A rattle; a cranking sound that suggests revving; muted guitar sounds set against an ominous quiet… At the outset of this EP from fusion musician James Basdanis, things start so disjointedly they give no obvious clue as to where the music will go. After a little more gearing up, Basdanis turns out a few jazzy guitar notes in a melody that strongly suggests a Mediterranean slant, but this isn’t obviously something a world music buff might gravitate towards. Nor is it especially “jazz” in the most traditional sense, but certainly takes in elements of both. Hearing it for the first time, the slow, unfolding melody suggests something from the Frank Gambale back-cat mangled with glee by a Les Claypool project.
That should be enough to prick the ear of the more adventurous listener, so, by opening things in an indirect manner, Basdanis has been smart. By the time he’s reeled everyone in, it’s time for a repetitious, yet strong melody – part jazz, part soundtrack infused atmospherics and often with his clean guitar upfront – to do business. …And so, the EP’s title cut works through a rhythmic groove, slowly adding extra layers as it goes. What transpires around the ninety second mark is a change in tone to introduce an angrier, rock-tinged guitar before dropping back to the original jazz tone. A spacious interlude allows a great bass sound to underscore a far more trad sounding “desert film score melody”, taking the listener further into a wandering instrumental, only to have its spell broken by a howling feedback drone. With everything coming together at the climax, the tune’s fusion of jazz, rock and soundtrack tropes presents the trio of Basdanis, Nick Tangas (bass) and George Memos (drums) in fine form.
A touch more accessible, ‘Unbalanced’ creates the release’s highlight by dropping an incessant jazz funk groove, over which the guitarist lays various muted notes while a hard bassline drives a great melody. In some ways, it sounds like a souped-up theme for an old spy thriller – something reinforced by a fantastic use of reverb on the guitar. The groove is easily locked down while Basdanis offers extended solos that fuse moments of 60s psych and classic jazz, always presenting something that’s equal parts challenging and melodic. Changing the mood yet again, ‘The Conium’ employs an extensive use of samples and a deep, almost trip hop-esque rhythm to set the next melody in place, before branching out to demonstrate a much more rock oriented slab of instrumental prowess. The main melody quickly works a circular riff – this time employing a fuzzy rock tone – around a heavy drum. Then at the halfway mark, everything drops away. Basdanis indulges in a few guitar runs that perhaps suggest a love of early Santana, but never truly loses sight of his world music love, and finally, the tune’s core riff returns, much harder and heavier before. With the music working a hard power trio sound, a final impression is left by an overdriven guitar tone – wavering between hard rock and blues, though still delivering something that could lapse back into jazz at Basdanis’s will.

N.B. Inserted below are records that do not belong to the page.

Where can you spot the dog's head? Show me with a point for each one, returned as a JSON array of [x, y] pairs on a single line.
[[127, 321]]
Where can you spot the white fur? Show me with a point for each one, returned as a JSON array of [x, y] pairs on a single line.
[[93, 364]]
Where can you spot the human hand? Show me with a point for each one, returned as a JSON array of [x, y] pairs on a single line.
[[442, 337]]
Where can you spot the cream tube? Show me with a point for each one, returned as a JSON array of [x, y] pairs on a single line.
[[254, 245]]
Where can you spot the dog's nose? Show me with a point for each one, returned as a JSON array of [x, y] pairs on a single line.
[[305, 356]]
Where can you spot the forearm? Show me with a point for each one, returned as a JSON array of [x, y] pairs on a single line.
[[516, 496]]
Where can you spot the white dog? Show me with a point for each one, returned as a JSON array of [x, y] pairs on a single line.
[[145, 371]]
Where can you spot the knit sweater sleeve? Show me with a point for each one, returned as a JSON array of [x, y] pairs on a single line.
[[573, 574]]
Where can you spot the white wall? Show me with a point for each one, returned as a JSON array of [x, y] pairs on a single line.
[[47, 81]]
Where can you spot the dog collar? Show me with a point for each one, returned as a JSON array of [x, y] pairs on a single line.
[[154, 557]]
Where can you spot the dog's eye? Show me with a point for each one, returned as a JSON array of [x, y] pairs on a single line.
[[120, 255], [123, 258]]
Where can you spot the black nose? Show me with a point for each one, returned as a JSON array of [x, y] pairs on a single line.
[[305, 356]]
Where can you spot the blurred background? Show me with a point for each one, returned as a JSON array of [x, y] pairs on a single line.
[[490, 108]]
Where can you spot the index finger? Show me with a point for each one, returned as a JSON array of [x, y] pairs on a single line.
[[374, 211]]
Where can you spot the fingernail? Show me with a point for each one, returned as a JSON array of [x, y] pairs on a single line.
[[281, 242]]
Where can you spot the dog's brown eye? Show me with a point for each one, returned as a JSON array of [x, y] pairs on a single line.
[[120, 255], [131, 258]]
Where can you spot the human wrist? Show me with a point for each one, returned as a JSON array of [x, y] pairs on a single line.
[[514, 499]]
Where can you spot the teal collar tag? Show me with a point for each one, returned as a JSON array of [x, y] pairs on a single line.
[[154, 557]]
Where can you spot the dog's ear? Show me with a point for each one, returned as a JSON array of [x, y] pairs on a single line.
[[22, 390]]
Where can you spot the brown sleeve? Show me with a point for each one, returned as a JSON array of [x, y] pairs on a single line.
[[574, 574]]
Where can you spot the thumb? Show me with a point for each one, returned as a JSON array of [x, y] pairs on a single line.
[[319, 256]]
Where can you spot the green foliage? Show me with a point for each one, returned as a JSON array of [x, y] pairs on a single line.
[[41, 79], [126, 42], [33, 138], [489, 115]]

With an equal platform given to melody and invention, this jazz fusion release isn’t just for the fusion buffs. It could appeal to those who like atmospheric soundtrack works too, but interestingly, it should be heard by those who devoured the many higher profile rock guitar instrumental albums back in the early 90s. Yes, it’s jazzier than a lot of those and a little less direct, but during ‘The Conium’ especially, Basdanis plays with enough weight and presence to at least pique the interest of the more open-minded rock fan. Overall, these three pieces showcase an entertaining and broadly talented musician and arranger. Although the short playing time can make the release feel as if it’s merely a sample of a much bigger work, the ‘Diddycoy’ EP is still a highly recommended listen.